I don’t have anymore steps at this point. You’re gunna have to wait til I mature a little more.
Eternally Single and Other Things Jesus and I have in Common
I want it to be clear that I always wanted to do the right thing. But this was the beginning of a total lifestyle shift for me. As I continued to get to know myself and the world around me, I had to reconcile my upbringing with my current reality. I didn’t want to give a big F WORD YOU to Jesus and God. Remember, I like those 2 (yeah I know they’re the same dude or something bare with me). So I want(ed) to live a life reflecting their values. BUT HOW WAS I GUNNA DO THAT WITHOUT A HUSBAND TO BUY ME NIKE TEMPOS?
What I discovered is, I was (am) supposed to be imitating a single, homeless, vagabond, Jew from...well the jury is still out on where Jesus is from but we'll say Galilee for now.
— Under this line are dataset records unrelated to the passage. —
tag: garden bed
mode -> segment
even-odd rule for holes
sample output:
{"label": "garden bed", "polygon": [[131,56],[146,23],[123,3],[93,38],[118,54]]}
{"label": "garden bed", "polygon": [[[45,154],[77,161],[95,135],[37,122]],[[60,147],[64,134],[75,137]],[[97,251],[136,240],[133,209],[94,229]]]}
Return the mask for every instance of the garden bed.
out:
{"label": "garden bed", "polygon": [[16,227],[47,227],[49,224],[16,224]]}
A dude who liked parties and dinners with hookers and normal people and never got married and decided to go out with a bang (#rollingthunder). A dude who was all "I'm gunna cause a ruckus wherever I go oops." A dude who was probably pretty messy. But just loved the shit out of every person he encountered. Except for the religious people who were pushing their own agenda. He did not dig those guys. And he lived only 33 years! But we know about those years because he made them count (Well. We know about when he was born and when he started performing miracles. The in between is a damn
mystery. Probably because Jesus was a little farting pervert like every other adolescent boy and no one wants to hear about that shit). I'm just still solidly confused on how Jesus became a lover of mortgages, procreation, and Chick-Fil-A. Maybe I'm just lying to myself. But I like to think that Jesus, when I get to Heaven, asks me about that time I smoked weed with that OINTB star. And then we'll talk about OINTB and how much He loves it because it brought awareness and change to how we view the marginalized, minorities, and the impoverished ie His crew. A show that gleaned light on the struggles of ALL his children. And how we need to show love to ALL his children. Even the ones who give us the heeby jeebies. I Guess I'll tell him it was pretty cool but I didn't actually get high. And he'll tell me it's okay drinking wine is more fun anyway.
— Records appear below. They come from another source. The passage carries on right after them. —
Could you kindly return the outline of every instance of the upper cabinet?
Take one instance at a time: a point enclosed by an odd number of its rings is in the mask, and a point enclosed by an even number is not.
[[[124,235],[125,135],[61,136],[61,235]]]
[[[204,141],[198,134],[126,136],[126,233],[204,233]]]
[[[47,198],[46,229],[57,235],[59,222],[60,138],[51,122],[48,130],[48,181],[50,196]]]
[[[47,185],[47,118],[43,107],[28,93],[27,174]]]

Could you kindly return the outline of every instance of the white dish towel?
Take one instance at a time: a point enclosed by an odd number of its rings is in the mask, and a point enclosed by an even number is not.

So. To all my S(h)ingle ladies (and dudes too. But I feel like someone else needs to write that blog), you are not single because you're doing something wrong. Or because you have some unsettled insecurity you haven't handled that all the married women settled. You don't need a dude to help with your identity and journey. You aren't less like Jesus or more like the Apostle Paul or lost. And you do not have to fill any other role than the specific role the Creator gave you: You be YOU. You must love YOU (and others. obvs). No labels. No insecurities. No apologies.
Okay now go enjoy your day with this new life changing advice I just gave you.
* I do not think being married is easy. Or boring. Super glad lots of my friends are married. It adds another member to the mayhem. Actually one of my favorite things is seeing successful married couples. It’s fun to have hope.